BASIC BLACKJACK RULES
The value of Blackjack cards are still the same from the earliest days of the game, and not only that, the game is essentially played identical to its beginning nearly three-hundred years ago. Moreover, a trip to just about any casino or gaming-house will show that Blackjack is still the most admired and highly played card-game worldwide.
To play, a player must make the first best against the casino or “house.” If the dealer wins the round, the player will lose their entire wager. A player wins by having the highest-hand that does not go over twenty-one. If the player’s cards totals more than twenty-one they go “bust.” Alternatively, if they take cards and get nearer than the dealer to twenty-one, without going bust, the player has won the hand.
If the player and the dealer both go “bust”, the player will still lose the hand and their bet.

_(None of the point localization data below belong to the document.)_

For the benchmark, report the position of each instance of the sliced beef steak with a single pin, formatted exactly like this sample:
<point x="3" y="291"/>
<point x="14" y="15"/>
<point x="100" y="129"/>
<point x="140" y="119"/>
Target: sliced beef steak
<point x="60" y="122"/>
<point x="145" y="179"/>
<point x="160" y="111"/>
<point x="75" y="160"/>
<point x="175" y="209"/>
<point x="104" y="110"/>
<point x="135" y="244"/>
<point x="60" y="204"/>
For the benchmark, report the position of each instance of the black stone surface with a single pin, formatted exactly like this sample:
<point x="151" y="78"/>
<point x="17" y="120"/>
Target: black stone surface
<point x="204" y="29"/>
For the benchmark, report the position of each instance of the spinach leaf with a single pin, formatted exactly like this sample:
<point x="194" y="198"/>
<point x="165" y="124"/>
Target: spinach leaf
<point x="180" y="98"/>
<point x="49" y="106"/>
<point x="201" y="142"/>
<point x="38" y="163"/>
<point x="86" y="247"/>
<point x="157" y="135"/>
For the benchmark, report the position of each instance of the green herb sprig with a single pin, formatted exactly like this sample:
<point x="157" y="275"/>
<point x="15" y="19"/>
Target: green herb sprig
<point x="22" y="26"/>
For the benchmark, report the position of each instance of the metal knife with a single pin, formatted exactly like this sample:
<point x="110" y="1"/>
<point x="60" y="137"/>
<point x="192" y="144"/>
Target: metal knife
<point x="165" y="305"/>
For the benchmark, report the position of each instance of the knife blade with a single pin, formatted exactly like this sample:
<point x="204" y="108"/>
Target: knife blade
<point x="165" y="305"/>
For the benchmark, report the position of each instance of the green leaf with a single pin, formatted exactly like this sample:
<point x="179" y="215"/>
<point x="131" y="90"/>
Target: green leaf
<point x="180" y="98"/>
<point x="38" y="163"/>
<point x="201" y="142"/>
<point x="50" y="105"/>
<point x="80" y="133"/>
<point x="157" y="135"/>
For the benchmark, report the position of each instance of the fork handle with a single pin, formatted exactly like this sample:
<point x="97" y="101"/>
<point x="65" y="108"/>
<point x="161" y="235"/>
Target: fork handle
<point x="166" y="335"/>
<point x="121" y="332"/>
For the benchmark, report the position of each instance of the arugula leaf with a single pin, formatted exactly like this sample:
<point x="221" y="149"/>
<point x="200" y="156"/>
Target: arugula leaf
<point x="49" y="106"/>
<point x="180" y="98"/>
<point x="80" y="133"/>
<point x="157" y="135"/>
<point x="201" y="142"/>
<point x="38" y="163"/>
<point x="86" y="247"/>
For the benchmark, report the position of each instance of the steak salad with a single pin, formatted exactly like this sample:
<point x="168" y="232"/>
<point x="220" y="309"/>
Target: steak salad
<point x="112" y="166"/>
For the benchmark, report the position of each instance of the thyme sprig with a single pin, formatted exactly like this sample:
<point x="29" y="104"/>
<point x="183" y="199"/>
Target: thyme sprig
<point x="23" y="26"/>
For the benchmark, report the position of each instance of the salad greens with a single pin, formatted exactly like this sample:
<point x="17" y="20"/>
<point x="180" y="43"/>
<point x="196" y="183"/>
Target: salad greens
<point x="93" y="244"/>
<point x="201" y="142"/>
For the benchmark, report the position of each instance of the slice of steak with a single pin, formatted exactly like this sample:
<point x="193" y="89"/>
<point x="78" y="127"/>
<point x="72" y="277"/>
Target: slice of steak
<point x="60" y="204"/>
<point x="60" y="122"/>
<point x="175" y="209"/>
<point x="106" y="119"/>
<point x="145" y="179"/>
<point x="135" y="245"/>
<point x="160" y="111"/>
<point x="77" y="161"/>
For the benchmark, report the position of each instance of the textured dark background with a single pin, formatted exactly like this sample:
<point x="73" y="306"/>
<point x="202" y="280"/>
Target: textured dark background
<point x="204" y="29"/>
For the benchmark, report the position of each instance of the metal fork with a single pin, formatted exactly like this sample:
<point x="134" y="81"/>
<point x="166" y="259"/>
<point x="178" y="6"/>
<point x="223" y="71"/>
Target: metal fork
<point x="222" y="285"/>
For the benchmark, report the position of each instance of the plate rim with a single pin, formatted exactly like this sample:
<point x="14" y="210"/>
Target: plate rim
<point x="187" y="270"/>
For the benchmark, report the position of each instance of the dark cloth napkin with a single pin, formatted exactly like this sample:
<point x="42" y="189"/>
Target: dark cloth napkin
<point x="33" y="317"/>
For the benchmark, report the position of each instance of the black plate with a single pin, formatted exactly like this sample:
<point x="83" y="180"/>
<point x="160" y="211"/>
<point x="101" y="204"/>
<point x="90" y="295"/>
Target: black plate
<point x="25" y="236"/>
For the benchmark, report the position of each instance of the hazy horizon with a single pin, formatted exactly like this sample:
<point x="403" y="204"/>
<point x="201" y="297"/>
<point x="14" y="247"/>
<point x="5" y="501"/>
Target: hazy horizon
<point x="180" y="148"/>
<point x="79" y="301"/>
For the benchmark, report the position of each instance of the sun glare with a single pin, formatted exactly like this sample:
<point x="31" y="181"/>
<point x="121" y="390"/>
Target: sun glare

If the player and the dealer both hit the same amount this is called a “push” and it indicates that neither has won the hand and all wagers are given back to the player who has “pushed” with the dealer.
It is crucial for a player not to forget that the game is actually between them and the dealer and nobody else. A Blackjack table may have six players playing hands against the dealer; however, each player is playing the dealer individually and can win or lose not with other players, but only against the dealer’s hand.
To place a wager on their hands, a player must adhere to the minimum and maximum bets allowed by the casino. Many casino Blackjack tables will place a minimum of five-dollars per bet, but some casinos have tables with much larger minimums. These are frequently referred to as “high-stakes” games and are for the more experienced and skilled players.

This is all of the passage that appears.